Quelque chose n'allait pas, elle ne parvenait pas à s'assoir.
Il faisait jour. Elle voulut se frotter les yeux de sa main droite mais ça ne marchait pas non plus...
Elle regarda autour d'elle et ne reconnut pas sa chambre. Son lit avait disparu. Elle reposait dans une sorte de grand panier plat en osier, sur un morceau de tissu duveteux !
En face d'elle trônait une armoire dont la porte était un miroir et elle sentit sa tête tourner en voyant l'image qu'il reflétait.
Un chat ! Enfin, plus exactement un chaton, un tout petit chaton au poil roux et aux grands yeux verts tous ronds !
Elle leva une main, ou plutôt était-ce une patte, et l'image dans la glace leva la même patte.
Levant l'autre, ce fut pareil. Elle tira sa langue de chat, encore pareil. Pas de doute, ce reflet était bien le sien.
On l'avait changée en chaton !
Etrangement, cette idée ne la dérangea pas et elle sauta du panier avec la grâce du félin, en se disant juste qu'il valait mieux ça que d'être changée en un sale cabot.
En tout cas, elle avait une de ces faims !
Il devait bien y avoir un peu de lait quelque part dans cette maison inconnue et silencieuse.
Elle explora les lieux et trouva la cuisine, mais la poignée du frigo était si haute... peine perdue.
Peut-être quelque chose sur la table alors ?
Non, rien. Rien à manger à l'horizon.
- Quelle poisse ! cria-t-elle, se faisant sursauter toute seule.
Ainsi ce corps de chaton savait parler. C'était déjà ça, mais cette découverte n'apportait aucune solution à ses problèmes. La maison semblait inhabitée. Qu'allait-elle bien pouvoir faire ?
Elle s'assit par terre, déconfite. Et dire que c'était le jour de son anniversaire, pfffff, tu parles d'une...
Elle avisa soudain la porte d'entrée et son cœur fit un bond : il y avait une chatière !

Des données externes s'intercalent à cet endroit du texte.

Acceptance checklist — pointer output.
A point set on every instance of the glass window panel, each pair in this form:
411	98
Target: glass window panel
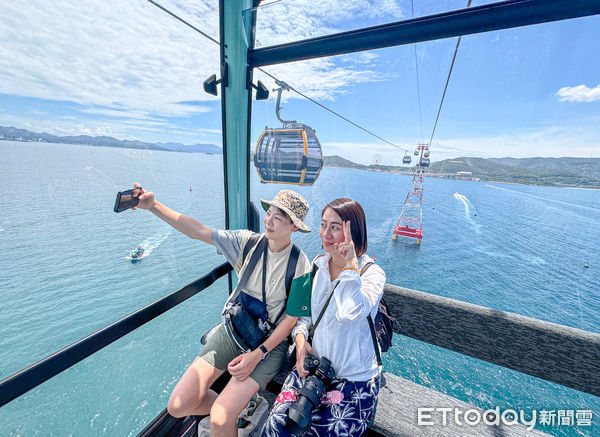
93	98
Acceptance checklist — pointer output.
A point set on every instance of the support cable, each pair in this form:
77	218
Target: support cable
273	77
417	71
447	82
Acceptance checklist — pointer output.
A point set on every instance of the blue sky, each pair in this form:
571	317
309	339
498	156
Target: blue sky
131	71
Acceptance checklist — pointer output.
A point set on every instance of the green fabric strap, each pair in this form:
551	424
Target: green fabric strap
298	304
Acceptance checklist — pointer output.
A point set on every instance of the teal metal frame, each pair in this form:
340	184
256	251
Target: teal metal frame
236	106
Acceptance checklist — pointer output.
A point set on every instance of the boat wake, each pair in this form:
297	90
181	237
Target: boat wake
149	245
468	215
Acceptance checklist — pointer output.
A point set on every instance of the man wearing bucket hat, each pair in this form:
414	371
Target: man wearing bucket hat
270	290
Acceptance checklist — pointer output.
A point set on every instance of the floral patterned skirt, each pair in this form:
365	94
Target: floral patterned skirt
345	410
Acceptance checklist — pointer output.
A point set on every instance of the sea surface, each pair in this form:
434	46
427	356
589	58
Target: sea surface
65	273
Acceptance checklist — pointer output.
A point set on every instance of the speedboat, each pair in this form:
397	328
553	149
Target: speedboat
137	254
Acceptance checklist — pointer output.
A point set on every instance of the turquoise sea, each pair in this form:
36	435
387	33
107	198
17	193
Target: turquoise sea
64	274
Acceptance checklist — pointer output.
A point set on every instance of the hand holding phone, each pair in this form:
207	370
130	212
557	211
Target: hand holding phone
127	199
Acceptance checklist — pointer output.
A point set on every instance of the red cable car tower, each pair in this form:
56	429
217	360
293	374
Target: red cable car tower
410	223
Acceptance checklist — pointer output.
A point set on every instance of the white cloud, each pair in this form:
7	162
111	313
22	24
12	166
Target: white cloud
116	57
556	141
579	93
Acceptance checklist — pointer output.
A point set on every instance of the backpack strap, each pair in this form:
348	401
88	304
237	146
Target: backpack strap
249	245
290	271
311	333
260	249
369	318
374	338
291	268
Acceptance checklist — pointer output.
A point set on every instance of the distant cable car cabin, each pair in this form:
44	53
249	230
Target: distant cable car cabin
288	155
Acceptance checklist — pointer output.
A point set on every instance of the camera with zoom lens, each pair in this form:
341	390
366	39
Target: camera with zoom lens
321	376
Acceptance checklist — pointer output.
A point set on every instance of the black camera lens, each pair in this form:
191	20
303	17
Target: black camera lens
321	376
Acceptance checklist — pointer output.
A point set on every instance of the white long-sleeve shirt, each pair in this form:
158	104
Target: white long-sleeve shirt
343	334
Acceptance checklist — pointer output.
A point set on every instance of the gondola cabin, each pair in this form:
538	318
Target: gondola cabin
288	156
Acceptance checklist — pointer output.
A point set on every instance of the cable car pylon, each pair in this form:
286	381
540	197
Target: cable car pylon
410	223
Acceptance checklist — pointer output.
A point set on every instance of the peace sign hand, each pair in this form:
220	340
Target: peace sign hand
346	249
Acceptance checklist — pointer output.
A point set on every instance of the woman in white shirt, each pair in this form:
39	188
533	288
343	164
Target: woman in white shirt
341	300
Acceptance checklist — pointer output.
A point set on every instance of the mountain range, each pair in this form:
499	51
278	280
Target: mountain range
563	172
14	134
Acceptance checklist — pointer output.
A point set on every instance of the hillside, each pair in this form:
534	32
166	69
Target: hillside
14	134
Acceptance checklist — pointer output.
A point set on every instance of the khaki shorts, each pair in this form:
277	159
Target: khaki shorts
220	349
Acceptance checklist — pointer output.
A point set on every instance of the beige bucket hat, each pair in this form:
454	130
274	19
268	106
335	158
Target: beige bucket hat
293	204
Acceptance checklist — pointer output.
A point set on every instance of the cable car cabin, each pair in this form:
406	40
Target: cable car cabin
288	156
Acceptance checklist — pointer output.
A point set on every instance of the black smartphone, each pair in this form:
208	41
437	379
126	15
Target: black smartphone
127	199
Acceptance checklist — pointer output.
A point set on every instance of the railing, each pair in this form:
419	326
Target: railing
556	353
34	375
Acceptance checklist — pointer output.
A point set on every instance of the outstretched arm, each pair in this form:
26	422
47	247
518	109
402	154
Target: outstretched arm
184	224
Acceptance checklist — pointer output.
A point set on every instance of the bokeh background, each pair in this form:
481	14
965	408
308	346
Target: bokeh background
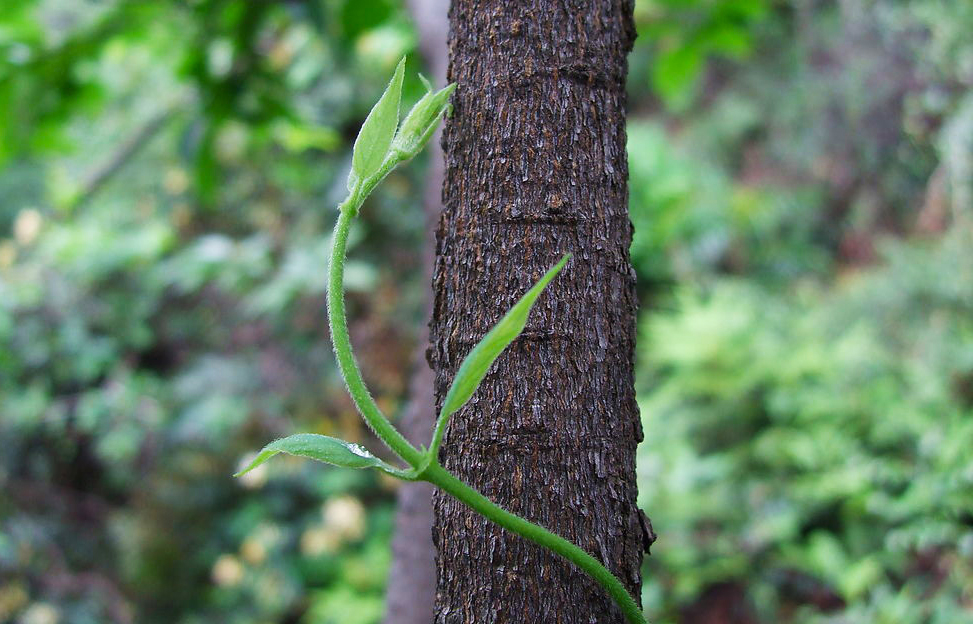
802	194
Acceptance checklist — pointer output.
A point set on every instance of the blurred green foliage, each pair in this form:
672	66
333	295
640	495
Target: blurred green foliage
802	193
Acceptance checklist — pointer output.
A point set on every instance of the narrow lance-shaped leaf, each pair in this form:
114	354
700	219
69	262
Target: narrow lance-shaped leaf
474	368
375	136
321	448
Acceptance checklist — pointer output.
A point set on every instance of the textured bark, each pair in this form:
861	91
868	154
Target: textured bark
412	576
535	168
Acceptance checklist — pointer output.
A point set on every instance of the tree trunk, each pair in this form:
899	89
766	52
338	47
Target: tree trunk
535	168
412	577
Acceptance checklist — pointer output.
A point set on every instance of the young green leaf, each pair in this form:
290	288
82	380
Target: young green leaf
421	122
322	448
474	368
375	136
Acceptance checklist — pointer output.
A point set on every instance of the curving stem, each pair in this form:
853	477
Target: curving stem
425	466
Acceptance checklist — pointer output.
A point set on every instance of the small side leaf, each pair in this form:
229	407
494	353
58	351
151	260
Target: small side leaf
322	448
474	368
375	136
420	123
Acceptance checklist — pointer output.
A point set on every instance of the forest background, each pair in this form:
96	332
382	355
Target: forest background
802	195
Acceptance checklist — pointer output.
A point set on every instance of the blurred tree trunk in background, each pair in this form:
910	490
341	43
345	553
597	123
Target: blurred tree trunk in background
412	577
536	167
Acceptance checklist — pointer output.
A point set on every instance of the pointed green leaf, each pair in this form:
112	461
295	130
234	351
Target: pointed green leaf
322	448
375	136
421	122
474	368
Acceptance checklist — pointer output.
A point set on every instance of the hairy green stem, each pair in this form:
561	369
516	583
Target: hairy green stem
445	480
426	466
342	342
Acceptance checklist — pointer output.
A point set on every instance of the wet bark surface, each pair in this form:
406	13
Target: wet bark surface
411	588
535	168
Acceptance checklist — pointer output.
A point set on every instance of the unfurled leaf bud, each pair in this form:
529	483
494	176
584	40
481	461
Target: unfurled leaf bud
375	136
421	122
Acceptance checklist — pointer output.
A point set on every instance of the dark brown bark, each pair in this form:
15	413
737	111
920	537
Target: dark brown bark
535	168
412	577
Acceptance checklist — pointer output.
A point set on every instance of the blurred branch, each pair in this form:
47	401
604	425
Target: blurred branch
117	160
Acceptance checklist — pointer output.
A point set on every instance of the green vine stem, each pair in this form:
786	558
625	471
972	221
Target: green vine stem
425	467
342	341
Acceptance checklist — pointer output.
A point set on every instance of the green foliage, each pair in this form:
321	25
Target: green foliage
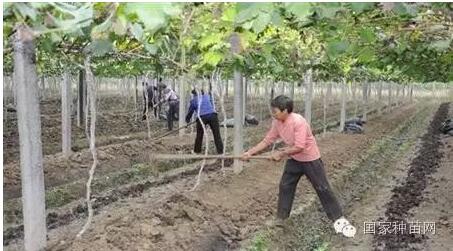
404	42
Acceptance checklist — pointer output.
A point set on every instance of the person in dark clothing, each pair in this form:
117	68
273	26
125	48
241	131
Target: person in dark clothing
203	105
172	98
151	91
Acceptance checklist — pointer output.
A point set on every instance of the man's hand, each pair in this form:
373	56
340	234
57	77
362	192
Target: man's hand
246	156
278	155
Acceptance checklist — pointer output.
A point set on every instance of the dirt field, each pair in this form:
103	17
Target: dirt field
143	204
223	212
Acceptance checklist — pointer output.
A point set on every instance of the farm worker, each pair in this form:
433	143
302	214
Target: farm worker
172	98
208	116
304	158
151	91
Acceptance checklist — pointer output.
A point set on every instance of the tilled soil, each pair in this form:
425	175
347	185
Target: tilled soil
220	213
409	194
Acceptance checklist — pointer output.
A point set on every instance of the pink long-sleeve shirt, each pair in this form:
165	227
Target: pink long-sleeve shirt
295	131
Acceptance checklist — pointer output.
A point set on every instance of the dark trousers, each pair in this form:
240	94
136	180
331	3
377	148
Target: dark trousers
314	170
213	122
150	106
173	109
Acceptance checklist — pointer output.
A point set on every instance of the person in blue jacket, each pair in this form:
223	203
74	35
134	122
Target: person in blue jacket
209	117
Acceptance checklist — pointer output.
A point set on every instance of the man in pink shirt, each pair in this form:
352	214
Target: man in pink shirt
303	159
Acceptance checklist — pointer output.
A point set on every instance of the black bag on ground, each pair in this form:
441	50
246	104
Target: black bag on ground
447	127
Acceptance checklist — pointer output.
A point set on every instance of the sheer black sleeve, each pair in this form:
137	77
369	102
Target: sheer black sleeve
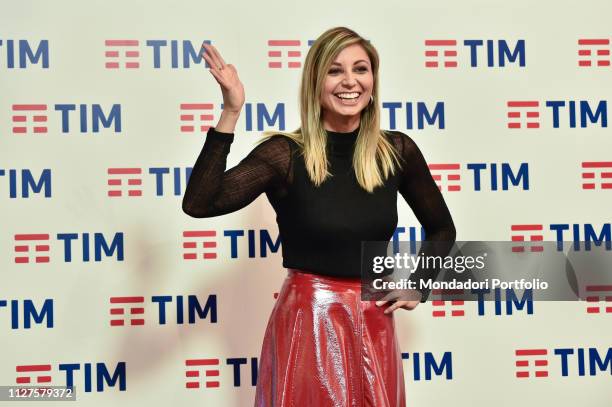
420	191
212	191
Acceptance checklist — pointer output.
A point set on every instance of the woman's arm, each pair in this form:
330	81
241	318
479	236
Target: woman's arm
212	191
425	199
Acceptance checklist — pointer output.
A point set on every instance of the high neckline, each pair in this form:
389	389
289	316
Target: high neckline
341	143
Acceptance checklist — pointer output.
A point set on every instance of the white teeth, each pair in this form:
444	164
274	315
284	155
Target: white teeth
348	95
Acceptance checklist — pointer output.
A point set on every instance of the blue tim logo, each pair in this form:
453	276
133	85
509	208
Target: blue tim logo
82	118
538	362
135	54
25	313
531	114
22	54
480	176
35	247
452	53
130	310
89	377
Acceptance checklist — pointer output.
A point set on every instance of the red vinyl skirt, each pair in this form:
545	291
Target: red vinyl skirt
323	346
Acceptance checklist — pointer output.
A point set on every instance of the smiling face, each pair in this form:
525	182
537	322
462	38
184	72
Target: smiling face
347	88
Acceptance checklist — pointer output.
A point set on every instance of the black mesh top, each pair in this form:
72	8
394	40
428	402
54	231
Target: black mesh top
321	229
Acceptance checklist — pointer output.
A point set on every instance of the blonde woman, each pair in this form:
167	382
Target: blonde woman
333	184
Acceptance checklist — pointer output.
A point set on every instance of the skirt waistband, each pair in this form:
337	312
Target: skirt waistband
305	276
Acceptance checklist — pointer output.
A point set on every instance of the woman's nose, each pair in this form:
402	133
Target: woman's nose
348	79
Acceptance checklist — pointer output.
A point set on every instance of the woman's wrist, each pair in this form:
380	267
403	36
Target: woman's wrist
227	122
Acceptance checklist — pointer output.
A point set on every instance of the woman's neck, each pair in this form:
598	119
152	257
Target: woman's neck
342	124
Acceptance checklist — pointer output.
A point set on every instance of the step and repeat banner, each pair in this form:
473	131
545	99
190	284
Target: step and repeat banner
109	287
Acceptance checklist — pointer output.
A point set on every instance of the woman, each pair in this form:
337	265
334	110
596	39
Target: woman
333	184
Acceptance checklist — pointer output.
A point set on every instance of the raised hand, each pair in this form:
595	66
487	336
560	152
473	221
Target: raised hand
227	77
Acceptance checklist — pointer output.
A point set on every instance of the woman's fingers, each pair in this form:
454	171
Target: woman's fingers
218	56
212	56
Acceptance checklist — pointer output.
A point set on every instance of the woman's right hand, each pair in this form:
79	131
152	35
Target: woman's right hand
227	77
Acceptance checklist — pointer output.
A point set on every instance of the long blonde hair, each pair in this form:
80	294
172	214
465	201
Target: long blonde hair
374	158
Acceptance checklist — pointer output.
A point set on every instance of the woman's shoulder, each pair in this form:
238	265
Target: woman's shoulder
401	141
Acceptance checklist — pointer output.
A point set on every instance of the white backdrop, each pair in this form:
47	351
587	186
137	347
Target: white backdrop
477	352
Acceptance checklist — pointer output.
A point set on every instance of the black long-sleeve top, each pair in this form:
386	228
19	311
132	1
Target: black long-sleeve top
321	228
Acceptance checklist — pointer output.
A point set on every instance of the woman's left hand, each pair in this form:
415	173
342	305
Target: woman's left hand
404	304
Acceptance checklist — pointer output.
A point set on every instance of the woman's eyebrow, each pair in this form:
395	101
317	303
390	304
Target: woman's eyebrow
356	62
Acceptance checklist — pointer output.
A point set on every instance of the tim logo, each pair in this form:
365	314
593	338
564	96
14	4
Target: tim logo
284	54
134	54
500	176
35	247
21	53
446	303
599	299
415	115
205	373
201	245
130	310
527	237
447	308
98	377
444	53
593	52
528	114
196	117
425	365
537	363
33	118
128	182
530	236
596	175
24	313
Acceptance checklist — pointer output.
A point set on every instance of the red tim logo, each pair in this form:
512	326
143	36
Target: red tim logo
523	114
122	176
200	367
133	306
196	117
527	233
193	238
37	243
444	308
113	54
440	53
593	52
33	115
597	294
26	374
276	49
446	175
592	168
533	357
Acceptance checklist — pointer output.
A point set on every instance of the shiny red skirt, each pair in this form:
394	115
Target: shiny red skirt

En quelques petits sauts elle fut à l'huis qu'elle franchit, puis se retrouva dehors pour constater que cet endroit bizarre lui était totalement inconnu.
La maison, dont il ne partait qu'un unique chemin en fins graviers roses, trônait toute seule au milieu d'un pré immense. On ne pouvait en voir le bout car de grandes herbes, là-bas au loin, masquaient la vue.
Xan n'était pas le genre de fille à se morfondre sans rien essayer, même dans un corps de chaton, aussi elle ne mit pas longtemps à se décider : vaille que vaille, il fallait quitter cet endroit désert.
Elle s'engagea donc sur le chemin et se mit en route d'un pas de trotte menu.
Il lui sembla qu'elle marchait ainsi depuis des heures lorsqu'elle aperçut enfin, au bout du chemin, ce qui paraissait être un petit village.
S'approchant, elle comprit qu'il s'agissait bien d'un ilot d'habitations dont on ne voyait que les toits pointus, entourées par un très haut mur au travers duquel se trouvait une porte énorme qui était largement entrouverte.
Elle s'avança prudemment.
C'est alors qu'une odeur familière et délicieuse qu'elle n'arriva tout d'abord pas à identifier vint chatouiller son nez de chaton. Son ventre en gargouillait d'envie. Elle avait si faim...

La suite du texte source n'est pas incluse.